We are living in dark times, it seems, with threats to public health, the environment, our democracy. Personally, I’m experiencing the anniversary of the death of one of my closest friends, a brilliant and hilarious man who could have made me laugh even as my bleak winter birthday approached. And I feel really sad. Even when I try hard not to notice.


Today, in addition to this pain, I want to feel gratitude for an ordinary day. I haven’t made any grand progress in my career or health in these initial hours. My hair is unwashed, my kids started their day with juice boxes and frozen pancakes, and there are dishes in the sink. But unlike my beautiful friend, I can still wake each morning, begin a routine, even feel a little bored. I can laugh at a cat meme and eat cereal for multiple meals, or take a walk with a smile while listening to music from my chaotic 20’s.


Like good health or enough food on my table, routine is a gift I often take for granted, its comforting presence noticeable only after significant disruption. Lately, however, it is so difficult to establish a consistent, orderly day. Cancelled plans, threats of illness, and relentless uncertainty have become daily companions, and I realize I’m pulling back from the world outside my immediately family as a way to cope.

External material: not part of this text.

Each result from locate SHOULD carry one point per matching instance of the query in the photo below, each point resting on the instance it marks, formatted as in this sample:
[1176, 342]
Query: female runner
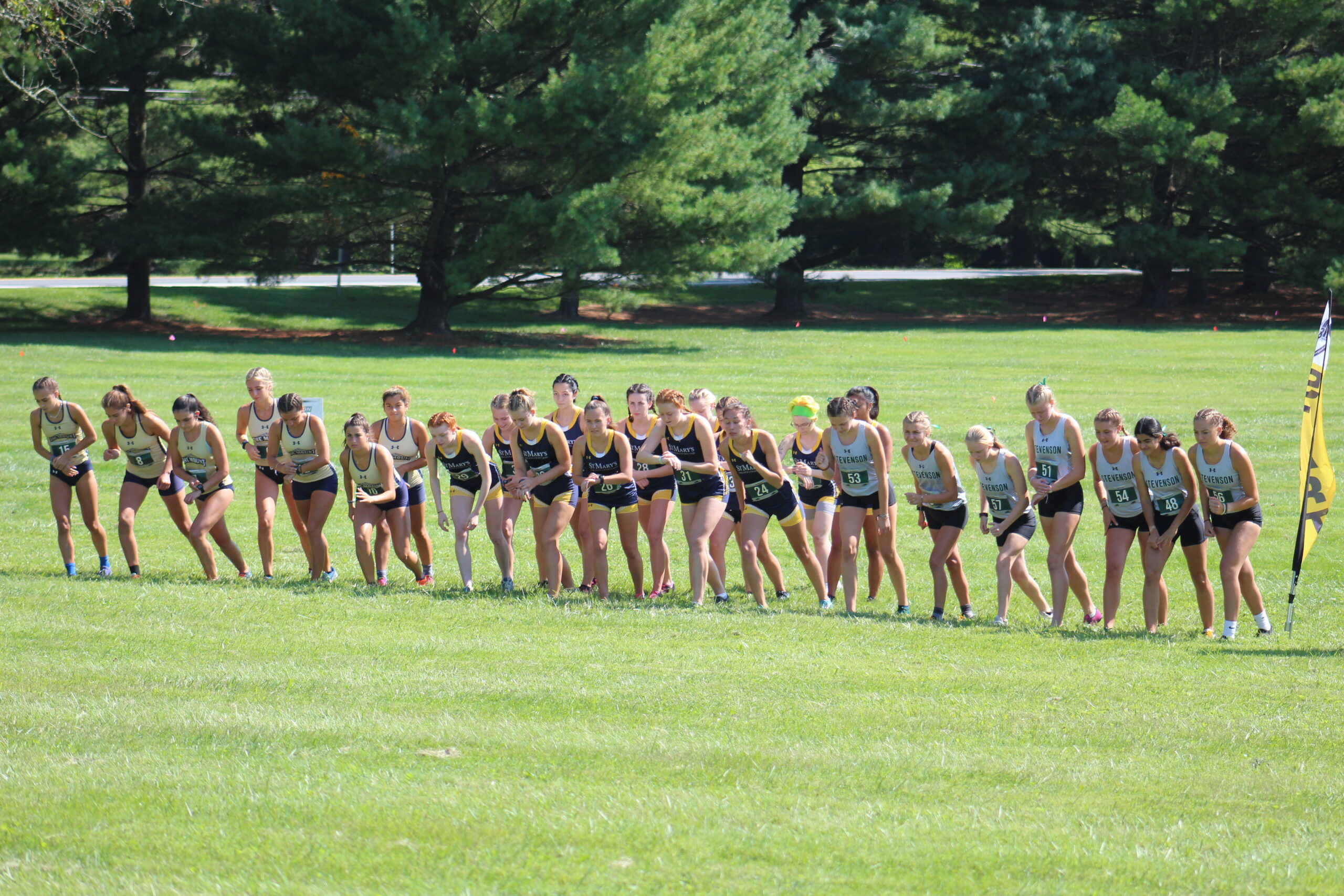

My goals for the coming days are fairly simple—try to momentarily pause and reflect on all of the love in my life, continue to reach out in small ways to the world around me, and, most importantly, treat myself and those in my life with compassion, because we are living through something truly difficult.


I hope that, like me, you will try to remember how each ordinary day moves us forward in our extraordinarily beautiful life. We may be struggling with sadness, fear, or loneliness, but these emotions won’t have the final word. We are resilient, and we will carry on.


Today, I celebrate (quietly) the joy of a regular, uneventful day. What an incredible gift.